Three reporters have been arrested in three days, accused of discrediting the Russian army and association with the organization of deceased dissident Alexei Navalny

Konstantín Gábov
Russian journalist Konstantin Gabov during his court hearing on April 27.AP
Javier G. Cuesta

In just three days, the authorities in Moscow have detained at least three Russian journalists from Western media and news agencies considered “unfriendly” by the Kremlin. Sergey Mingazov, a reporter for the Russian edition of the U.S. magazine Forbes, has been arrested on charges of discrediting the actions of the Russian army in Ukraine for sharing third-party information about the massacre in Bucha on social media. Sergey Karelin and Konstantin Gabov — from the Associated Press (AP) and Reuters, respectively — are accused by the Kremlin of collaboration with the team of dissident Alexei Navalny, who died in a Russian prison in February. The latest arrests of journalists follow the expulsions and imprisonment of other Western and Russian correspondents over the past year.

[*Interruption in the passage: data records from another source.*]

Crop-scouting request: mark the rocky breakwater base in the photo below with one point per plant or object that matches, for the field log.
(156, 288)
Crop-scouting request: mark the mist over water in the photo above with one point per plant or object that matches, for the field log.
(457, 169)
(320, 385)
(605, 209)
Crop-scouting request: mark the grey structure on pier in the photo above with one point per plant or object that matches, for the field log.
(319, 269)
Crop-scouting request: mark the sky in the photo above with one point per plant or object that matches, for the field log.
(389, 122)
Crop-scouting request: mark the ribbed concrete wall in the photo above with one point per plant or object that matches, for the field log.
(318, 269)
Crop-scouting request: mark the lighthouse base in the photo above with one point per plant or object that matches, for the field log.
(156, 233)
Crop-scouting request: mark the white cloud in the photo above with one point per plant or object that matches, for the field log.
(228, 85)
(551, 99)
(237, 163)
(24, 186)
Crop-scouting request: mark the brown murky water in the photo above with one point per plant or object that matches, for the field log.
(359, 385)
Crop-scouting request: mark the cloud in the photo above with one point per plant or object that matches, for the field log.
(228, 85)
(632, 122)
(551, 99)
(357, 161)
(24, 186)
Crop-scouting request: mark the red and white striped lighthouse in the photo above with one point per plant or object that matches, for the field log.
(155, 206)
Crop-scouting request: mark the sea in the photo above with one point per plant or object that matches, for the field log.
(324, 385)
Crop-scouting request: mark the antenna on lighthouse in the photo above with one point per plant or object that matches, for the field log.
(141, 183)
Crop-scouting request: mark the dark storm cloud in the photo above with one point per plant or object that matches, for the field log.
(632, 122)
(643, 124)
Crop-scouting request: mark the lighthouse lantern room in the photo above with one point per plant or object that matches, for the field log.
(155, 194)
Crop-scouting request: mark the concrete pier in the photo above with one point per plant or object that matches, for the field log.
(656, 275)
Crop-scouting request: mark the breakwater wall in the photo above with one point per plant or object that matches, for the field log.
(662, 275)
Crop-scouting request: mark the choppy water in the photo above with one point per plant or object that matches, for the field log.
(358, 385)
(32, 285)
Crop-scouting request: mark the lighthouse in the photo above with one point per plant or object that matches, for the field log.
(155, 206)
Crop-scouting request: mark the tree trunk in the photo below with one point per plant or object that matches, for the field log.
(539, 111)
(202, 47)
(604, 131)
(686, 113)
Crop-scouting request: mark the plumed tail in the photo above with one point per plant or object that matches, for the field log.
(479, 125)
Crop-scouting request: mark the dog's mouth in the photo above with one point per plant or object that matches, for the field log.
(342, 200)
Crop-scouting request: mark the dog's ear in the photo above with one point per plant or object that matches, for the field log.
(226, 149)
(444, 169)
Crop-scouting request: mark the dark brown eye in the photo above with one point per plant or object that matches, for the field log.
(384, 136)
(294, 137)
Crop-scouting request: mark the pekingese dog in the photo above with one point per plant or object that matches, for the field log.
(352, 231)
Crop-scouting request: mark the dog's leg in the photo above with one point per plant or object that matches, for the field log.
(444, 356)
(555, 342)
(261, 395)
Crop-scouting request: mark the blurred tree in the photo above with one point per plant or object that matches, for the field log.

Russian security forces detained Mingazov at his home at 6 a.m. last Friday in the Siberian city of Khabarovsk, located about 25 kilometers (15.5 miles) from the Chinese border. Authorities seized his computer and cell phone as well as those of his wife and children, Forbes reported. A court ruled on Saturday that he must remain under house arrest until the conclusion of his trial. Upon leaving the hearing, Mingazov told local media outlet 7x7 he hoped to settle the matter by pleading guilty and paying a fine.

The indictment against the Forbes reporter also calls for a prison term of between five to 10 years. “The formal complaint is based on Article 207.3 of the Russian criminal code: dissemination under a reliable appearance of deliberately false information about the armed forces for hatred, political, ideological, racial, national or religious enmity,” the reporter’s lawyer, Konstantin Bubon, said via his Facebook profile.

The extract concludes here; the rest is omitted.